(Reuters) - Goldman Sachs has reduced its expectation that the Federal Reserve will raise interest rates at its September meeting, citing weaker-than-expected economic growth and the lack of clear signals from a senior Fed official on Tuesday.
Goldman now views the Fed as having a 40 percent likelihood of raising interest rates this month, down from 55 percent on Friday, economists at the bank said in a note sent late on Tuesday.
The revision came after data on Tuesday showed that the U.S. economy’s service sector expanded in August but at a slower pace than in July, and the fall from the previous month was the largest since the 2008 financial crisis.
“While this is just one indicator, the surprise was meaningful, and there may have been some Fed officials feeling lukewarm on a September hike to begin with.
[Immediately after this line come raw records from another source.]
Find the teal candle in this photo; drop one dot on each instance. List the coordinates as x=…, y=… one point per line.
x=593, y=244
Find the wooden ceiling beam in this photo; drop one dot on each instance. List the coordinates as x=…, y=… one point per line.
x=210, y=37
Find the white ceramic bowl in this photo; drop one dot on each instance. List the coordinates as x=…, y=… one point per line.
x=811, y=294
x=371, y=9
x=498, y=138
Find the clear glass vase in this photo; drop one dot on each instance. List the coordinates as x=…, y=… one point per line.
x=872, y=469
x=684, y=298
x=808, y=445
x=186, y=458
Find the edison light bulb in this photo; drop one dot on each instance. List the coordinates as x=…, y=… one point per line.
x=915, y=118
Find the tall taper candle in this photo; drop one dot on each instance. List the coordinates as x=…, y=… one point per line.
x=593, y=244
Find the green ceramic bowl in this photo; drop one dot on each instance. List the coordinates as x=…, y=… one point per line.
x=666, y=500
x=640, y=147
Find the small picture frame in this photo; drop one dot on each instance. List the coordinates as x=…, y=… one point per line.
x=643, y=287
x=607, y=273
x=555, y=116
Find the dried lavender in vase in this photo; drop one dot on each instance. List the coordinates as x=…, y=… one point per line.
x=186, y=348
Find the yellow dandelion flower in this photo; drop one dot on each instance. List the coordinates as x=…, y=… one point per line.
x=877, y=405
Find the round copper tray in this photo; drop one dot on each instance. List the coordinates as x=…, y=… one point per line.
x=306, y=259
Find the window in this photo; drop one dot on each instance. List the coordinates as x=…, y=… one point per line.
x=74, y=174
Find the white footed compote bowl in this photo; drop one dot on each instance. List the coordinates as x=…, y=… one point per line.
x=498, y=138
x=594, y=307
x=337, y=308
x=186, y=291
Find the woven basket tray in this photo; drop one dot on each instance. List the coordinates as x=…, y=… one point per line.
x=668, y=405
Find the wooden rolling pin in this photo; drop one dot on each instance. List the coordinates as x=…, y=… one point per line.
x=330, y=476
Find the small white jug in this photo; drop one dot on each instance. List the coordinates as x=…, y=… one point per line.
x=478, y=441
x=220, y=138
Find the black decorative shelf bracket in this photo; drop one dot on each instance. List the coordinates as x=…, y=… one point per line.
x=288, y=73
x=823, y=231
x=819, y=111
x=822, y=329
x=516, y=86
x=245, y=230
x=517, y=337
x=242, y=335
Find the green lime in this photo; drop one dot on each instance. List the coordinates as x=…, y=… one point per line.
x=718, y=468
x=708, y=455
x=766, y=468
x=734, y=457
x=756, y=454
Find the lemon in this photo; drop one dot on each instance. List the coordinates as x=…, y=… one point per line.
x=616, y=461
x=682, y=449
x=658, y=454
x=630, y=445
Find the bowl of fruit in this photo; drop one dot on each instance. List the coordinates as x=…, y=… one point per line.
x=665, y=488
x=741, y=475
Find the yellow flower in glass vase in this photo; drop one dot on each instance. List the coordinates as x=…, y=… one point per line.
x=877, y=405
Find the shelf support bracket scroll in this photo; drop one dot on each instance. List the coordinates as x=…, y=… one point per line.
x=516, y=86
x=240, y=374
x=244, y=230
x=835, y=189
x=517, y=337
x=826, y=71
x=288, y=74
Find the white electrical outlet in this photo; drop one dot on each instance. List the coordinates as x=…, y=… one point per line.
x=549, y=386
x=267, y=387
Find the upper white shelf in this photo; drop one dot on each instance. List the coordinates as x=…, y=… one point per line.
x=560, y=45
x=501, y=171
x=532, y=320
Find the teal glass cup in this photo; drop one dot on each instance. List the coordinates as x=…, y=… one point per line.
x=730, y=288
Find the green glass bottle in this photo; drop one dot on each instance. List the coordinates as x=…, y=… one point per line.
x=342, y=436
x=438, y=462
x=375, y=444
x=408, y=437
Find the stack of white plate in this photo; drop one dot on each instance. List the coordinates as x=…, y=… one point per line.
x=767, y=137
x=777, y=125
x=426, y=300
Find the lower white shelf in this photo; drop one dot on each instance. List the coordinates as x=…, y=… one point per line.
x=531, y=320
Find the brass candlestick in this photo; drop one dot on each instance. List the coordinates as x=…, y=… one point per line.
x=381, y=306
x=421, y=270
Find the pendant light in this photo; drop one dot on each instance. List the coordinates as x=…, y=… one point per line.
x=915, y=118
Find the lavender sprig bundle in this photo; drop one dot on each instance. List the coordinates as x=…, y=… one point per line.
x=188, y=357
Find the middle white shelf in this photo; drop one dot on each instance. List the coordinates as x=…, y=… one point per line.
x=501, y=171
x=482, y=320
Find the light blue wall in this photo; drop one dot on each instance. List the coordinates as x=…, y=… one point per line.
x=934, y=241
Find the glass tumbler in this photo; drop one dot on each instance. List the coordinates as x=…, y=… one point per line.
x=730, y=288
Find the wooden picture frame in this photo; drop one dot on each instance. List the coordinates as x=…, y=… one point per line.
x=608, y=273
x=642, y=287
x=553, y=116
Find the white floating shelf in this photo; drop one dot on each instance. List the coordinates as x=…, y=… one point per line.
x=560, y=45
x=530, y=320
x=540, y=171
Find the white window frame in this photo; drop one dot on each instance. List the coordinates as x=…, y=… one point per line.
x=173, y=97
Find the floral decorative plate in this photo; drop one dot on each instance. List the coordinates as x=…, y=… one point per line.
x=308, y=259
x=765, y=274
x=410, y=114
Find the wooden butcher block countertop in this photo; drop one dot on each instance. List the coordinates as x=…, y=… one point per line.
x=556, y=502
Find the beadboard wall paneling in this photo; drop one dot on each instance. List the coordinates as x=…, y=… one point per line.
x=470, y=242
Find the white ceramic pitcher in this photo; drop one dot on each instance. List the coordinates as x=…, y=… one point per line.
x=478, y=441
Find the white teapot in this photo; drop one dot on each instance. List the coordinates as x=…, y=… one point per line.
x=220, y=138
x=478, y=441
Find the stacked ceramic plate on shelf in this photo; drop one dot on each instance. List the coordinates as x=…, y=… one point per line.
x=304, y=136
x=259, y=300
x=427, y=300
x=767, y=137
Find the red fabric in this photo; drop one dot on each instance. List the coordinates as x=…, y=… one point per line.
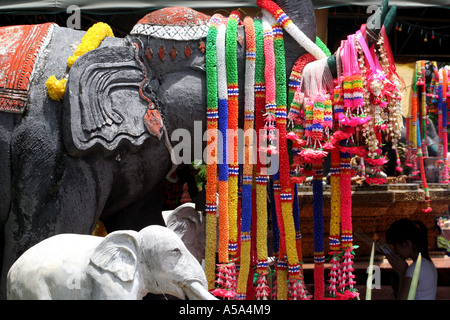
x=20, y=46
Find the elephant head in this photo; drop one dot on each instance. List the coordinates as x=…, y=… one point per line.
x=154, y=260
x=189, y=225
x=158, y=71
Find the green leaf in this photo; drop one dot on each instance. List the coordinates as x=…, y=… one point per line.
x=370, y=274
x=415, y=278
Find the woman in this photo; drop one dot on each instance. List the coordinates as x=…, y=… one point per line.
x=408, y=239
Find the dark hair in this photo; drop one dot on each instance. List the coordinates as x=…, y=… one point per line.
x=405, y=229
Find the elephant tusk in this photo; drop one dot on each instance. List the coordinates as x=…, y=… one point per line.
x=196, y=291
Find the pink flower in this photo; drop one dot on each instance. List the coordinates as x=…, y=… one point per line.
x=291, y=136
x=298, y=179
x=270, y=149
x=375, y=180
x=269, y=116
x=328, y=146
x=376, y=162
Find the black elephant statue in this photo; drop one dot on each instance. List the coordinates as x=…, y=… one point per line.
x=105, y=149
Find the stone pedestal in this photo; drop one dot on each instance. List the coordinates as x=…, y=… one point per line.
x=374, y=209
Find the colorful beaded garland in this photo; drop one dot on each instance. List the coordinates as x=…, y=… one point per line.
x=233, y=110
x=247, y=187
x=211, y=166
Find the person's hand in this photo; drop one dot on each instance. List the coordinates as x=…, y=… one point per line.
x=397, y=263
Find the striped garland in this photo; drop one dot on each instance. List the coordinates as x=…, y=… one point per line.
x=291, y=28
x=262, y=288
x=284, y=166
x=211, y=163
x=223, y=164
x=319, y=257
x=261, y=177
x=233, y=110
x=335, y=220
x=246, y=218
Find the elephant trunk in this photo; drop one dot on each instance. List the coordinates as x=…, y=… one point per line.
x=196, y=291
x=301, y=12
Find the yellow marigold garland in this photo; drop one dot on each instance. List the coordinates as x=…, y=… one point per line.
x=91, y=40
x=56, y=88
x=233, y=110
x=247, y=187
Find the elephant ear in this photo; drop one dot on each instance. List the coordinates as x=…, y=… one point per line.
x=104, y=105
x=117, y=254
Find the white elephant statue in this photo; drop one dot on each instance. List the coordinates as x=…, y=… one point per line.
x=189, y=224
x=122, y=265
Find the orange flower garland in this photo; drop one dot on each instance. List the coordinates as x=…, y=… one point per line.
x=211, y=163
x=248, y=162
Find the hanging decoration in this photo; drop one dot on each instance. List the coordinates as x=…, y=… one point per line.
x=297, y=125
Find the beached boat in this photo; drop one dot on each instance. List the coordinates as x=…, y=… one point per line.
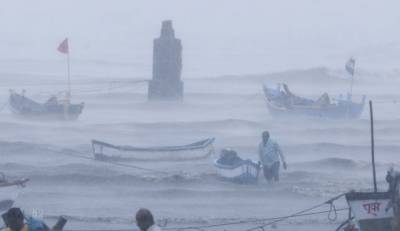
x=369, y=211
x=281, y=102
x=233, y=168
x=9, y=191
x=52, y=108
x=198, y=150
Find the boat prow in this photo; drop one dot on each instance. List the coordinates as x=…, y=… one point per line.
x=9, y=191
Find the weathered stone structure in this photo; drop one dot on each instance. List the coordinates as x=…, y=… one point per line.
x=167, y=66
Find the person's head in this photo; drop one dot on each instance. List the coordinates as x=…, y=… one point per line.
x=265, y=137
x=15, y=219
x=144, y=219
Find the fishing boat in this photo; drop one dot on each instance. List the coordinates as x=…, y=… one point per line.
x=198, y=150
x=282, y=102
x=233, y=168
x=52, y=108
x=9, y=191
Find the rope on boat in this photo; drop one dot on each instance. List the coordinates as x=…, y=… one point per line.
x=330, y=202
x=82, y=155
x=203, y=227
x=252, y=220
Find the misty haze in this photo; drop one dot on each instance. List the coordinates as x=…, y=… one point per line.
x=107, y=107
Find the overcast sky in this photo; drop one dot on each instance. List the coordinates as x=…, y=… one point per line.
x=221, y=36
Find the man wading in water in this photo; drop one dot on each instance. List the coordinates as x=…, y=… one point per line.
x=270, y=157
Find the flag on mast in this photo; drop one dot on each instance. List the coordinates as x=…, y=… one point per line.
x=63, y=47
x=350, y=66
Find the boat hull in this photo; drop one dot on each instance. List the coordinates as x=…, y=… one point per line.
x=345, y=111
x=25, y=107
x=109, y=152
x=246, y=172
x=8, y=195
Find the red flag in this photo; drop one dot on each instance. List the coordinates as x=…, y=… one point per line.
x=63, y=47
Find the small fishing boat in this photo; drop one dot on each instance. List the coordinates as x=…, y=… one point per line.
x=198, y=150
x=233, y=168
x=52, y=108
x=281, y=102
x=9, y=191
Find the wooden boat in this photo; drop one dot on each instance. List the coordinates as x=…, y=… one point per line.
x=370, y=211
x=284, y=103
x=199, y=150
x=52, y=108
x=232, y=168
x=9, y=191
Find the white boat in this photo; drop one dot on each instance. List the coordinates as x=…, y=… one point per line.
x=198, y=150
x=232, y=168
x=9, y=191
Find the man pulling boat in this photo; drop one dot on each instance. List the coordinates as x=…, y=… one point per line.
x=270, y=156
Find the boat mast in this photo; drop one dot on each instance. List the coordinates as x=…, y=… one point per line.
x=69, y=77
x=372, y=145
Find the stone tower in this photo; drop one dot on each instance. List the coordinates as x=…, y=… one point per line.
x=167, y=66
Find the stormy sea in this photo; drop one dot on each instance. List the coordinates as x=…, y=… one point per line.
x=325, y=157
x=230, y=49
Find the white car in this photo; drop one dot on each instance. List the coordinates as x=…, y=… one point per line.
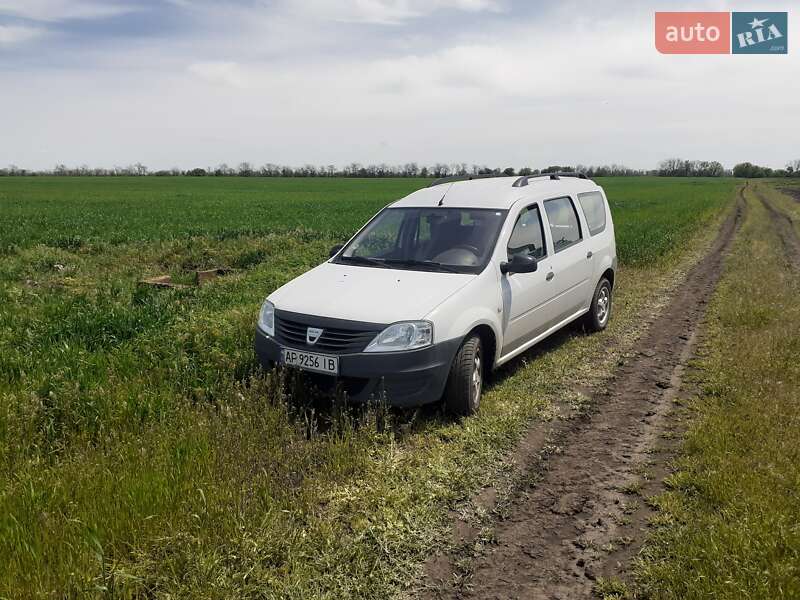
x=446, y=284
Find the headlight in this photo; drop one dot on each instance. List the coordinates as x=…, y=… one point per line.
x=403, y=336
x=266, y=318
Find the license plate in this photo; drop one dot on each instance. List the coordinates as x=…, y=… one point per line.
x=320, y=363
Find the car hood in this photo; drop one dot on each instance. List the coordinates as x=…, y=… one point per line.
x=370, y=294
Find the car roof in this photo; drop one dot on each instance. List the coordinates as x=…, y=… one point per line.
x=494, y=192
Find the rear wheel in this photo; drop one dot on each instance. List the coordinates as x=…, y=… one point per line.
x=600, y=310
x=465, y=382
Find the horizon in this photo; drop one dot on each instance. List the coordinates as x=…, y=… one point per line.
x=172, y=83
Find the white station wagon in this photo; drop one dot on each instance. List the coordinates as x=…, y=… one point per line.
x=446, y=284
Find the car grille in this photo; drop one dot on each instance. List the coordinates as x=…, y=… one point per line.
x=338, y=336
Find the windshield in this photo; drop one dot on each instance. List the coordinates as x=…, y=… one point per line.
x=457, y=240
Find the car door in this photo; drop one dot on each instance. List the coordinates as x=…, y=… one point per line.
x=526, y=296
x=571, y=261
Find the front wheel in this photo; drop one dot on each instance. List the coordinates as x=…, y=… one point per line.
x=462, y=394
x=600, y=310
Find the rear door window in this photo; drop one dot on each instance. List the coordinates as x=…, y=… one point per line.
x=595, y=211
x=565, y=227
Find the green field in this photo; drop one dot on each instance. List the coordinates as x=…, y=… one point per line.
x=144, y=454
x=727, y=526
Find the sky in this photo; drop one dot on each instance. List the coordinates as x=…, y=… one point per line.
x=196, y=83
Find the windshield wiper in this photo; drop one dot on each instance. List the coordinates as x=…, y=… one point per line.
x=363, y=260
x=410, y=262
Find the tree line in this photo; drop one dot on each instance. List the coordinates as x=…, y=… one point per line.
x=672, y=167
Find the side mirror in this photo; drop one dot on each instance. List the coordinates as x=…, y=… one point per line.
x=519, y=263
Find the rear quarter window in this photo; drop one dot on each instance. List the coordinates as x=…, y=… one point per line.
x=595, y=211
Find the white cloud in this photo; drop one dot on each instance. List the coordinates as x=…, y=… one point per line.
x=58, y=10
x=388, y=12
x=579, y=83
x=221, y=72
x=17, y=34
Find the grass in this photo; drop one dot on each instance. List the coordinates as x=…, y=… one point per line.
x=728, y=526
x=143, y=453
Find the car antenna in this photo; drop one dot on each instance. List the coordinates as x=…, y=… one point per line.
x=441, y=201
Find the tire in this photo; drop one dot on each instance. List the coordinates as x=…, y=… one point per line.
x=462, y=393
x=600, y=310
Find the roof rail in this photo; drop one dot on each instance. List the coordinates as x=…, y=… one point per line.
x=523, y=181
x=454, y=178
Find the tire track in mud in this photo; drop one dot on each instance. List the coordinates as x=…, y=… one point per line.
x=564, y=529
x=784, y=225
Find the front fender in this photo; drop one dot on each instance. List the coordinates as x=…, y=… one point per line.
x=478, y=303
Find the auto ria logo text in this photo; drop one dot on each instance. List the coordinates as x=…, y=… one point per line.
x=722, y=32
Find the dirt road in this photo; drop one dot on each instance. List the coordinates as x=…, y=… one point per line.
x=784, y=225
x=579, y=519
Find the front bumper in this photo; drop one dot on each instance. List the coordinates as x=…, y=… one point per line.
x=406, y=379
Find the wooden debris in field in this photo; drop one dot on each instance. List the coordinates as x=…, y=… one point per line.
x=164, y=281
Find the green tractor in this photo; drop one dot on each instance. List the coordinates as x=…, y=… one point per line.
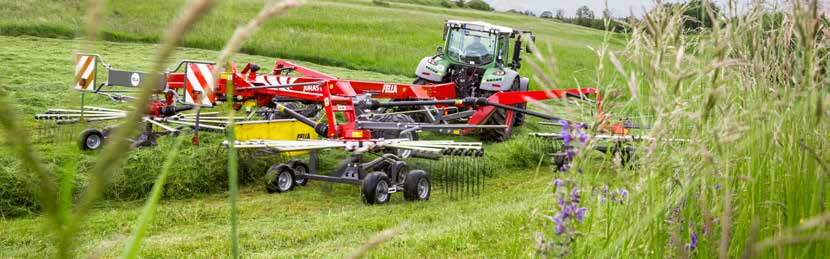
x=476, y=56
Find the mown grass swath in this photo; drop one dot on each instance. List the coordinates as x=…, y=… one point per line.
x=67, y=221
x=750, y=95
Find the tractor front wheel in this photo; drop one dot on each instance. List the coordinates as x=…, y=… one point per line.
x=375, y=189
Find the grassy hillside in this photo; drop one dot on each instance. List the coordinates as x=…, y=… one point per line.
x=738, y=166
x=350, y=33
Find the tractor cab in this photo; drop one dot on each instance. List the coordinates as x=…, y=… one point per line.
x=481, y=58
x=476, y=44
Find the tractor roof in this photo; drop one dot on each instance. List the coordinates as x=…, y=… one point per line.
x=479, y=26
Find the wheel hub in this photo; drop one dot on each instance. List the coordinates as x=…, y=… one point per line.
x=382, y=191
x=423, y=188
x=284, y=180
x=93, y=141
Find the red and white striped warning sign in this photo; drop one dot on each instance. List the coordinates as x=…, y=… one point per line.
x=276, y=80
x=85, y=72
x=199, y=84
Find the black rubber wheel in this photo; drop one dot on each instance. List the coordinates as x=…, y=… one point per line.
x=300, y=169
x=499, y=117
x=375, y=189
x=279, y=178
x=91, y=139
x=518, y=118
x=417, y=186
x=395, y=134
x=421, y=81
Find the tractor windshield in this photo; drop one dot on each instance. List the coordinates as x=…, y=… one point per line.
x=471, y=47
In these circumstances, one large surprise could carry a lot of weight,” Goldman said.
San Francisco Fed President John Williams also gave no new clues that a rate hike is likely this month when he spoke on Tuesday, Goldman said.
Goldman had raised its estimate of a September rate hike on Friday after nonfarm payrolls rose by 151,00 jobs in August, saying that employment growth was above the pace Fed officials typically consider sufficient to hold the unemployment rate steady over time.
Goldman now sees a 70 percent chance that the U.S. central bank will raise rates at least once this year, down from 80 percent.